林溪皱着眉,一脸恼意。
白近辞依旧瞪大了眼睛,死死盯着林溪, 仿佛在他眼里, 林溪已经是一个禽兽不如的东西了。
“……”
林溪瞧着他看她的眼神, 忒不是个滋味。
而后往后一靠, 直接道:“没错,该做的不该做的, 都做了。你能怎么样, 乖乖准备好择日坐上轿子就嫁到我五王府得了, 认命吧。”
白近辞听到她这话,如遭雷劈。
大脑一片空白。
就在他又气又怒地不知道该做些什么的时候, 门外直接过来一个人。
“殿下还真是江山易改本性难移。”
尤星渊的声音淡淡地响起, 像是在笑着,又像是带了满满的嘲讽之意。
但总之是把刚才林溪和白近辞之间的对话给打断了。
冬寒在后面推着尤星渊进来, 到了白近辞旁边,却也不知有意还是无意地, 挡住了林溪的视线。
而后对白近辞,简单把事情解释了一通。
尤星渊为人温润有礼, 且在这会儿冷静下来之后, 嗅到房间里浓郁的药材味道,终于意识到是自己误会了林溪。
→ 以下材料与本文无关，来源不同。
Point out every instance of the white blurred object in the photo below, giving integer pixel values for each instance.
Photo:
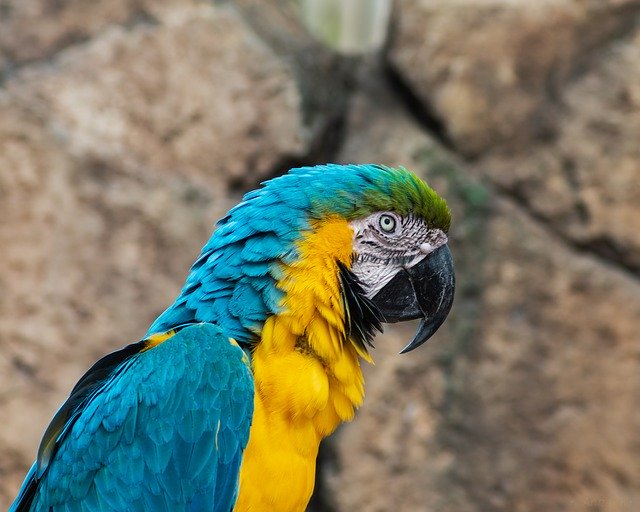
(348, 26)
但是一想起刚才林溪故意诓骗他那个模样就来气,一时间白近辞在那边吞吞吐吐了半天, 也没和林溪说上什么。
林溪自然也懒得搭理他。
她这会儿都要困死了,也不知道尤星渊这家伙哪儿来的这么大精力, 也是刚没休息多久吧, 这就已经起来给白近辞继续看病了, 太敬业了。